As part of the settlement, Compania Petrolera Caribe agreed to pay a $15,000 penalty and to properly and permanently close, within a time frame specified in the agreement, 13 out-of-service USTs at the following seven facilities it owns in Santos Vazquez, San Sebastian (1 USTs), San Sebastian (3 USTs), Maricao (3 USTs), Garaje Doitteau Cabo Rojo, Boqueron (2 USTs), Torrefaccion, San Sebastian (1 UST), Barbosa, Hato Rey (1 UST) and Ponce (2 USTs). The closure of these substandard tanks will prevent releases of their contents into the environment. Permanent closure regulations require Compania Petrolera Caribe to perform a site assessment to measure for the presence of releases and to cleanup any releases that are found.

"USTs have historically been the nation's number-one source of ground water contamination, with over 30,000 leaks and spills from tanks reported annually," said Jane M. Kenny, EPA Regional Administrator. "Compania Petrolera Caribe's tanks store thousands of gallons of petroleum products and need to be in compliance with UST requirements."

"This action sends a message to owners and operators of underground storage tanks in Puerto Rico," Ms. Kenny continued. "EPA will not go away until UST owners and operators satisfy their obligations under the terms of settlements with the Agency aimed at protecting the environment and public health."

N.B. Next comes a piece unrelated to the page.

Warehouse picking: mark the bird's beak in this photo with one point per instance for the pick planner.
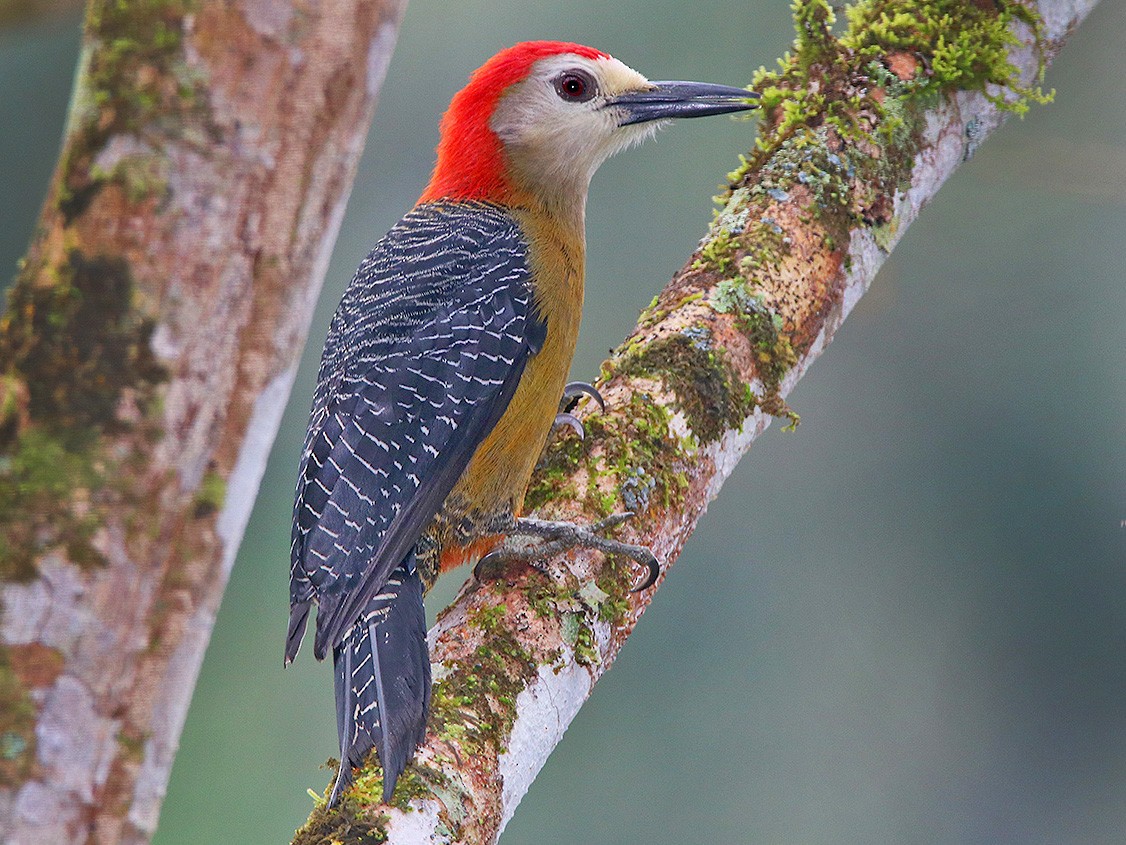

Under the previous settlement in 1999, Caribe had agreed to spend at least $269,000 to purchase, install and operate the advanced leak detection monitoring system at their facilities in Puerto Rico. The company had failed to meet the deadline for completion of this work at 8 of its 14 facilities on the Island. As a condition to entering into the present settlement, EPA insisted that the company spend the required amount of money to purchase, install and operate the advance leak detection monitoring system. These systems are now operational at all its active facilities on the Island. In addition, the company has demonstrated compliance with UST upgrade requirements, which include corrosion protection, spill and overfill prevention measures.

Leaking underground tanks pose a threat to ground water, surface water and soil. Underground storage tanks range in capacity from a few hundred to 50,000 or more gallons, and are used to store gasoline, diesel, heating oil and other fuels, waste oil and hazardous substances at gas stations, marinas, government facilities and large industrial sites. Petroleum releases can contaminate water making it unsafe or unpleasant to drink. Releases can also result in fire and explosion hazards and produce short and long-term health effects.

EPA regulations requiring underground storage tank upgrading took effect in December 1998 and the Commonwealth received authorization to run its UST program in lieu of the federal UST program in 1997. EPA can enforce requirements in the authorized Puerto Rico program.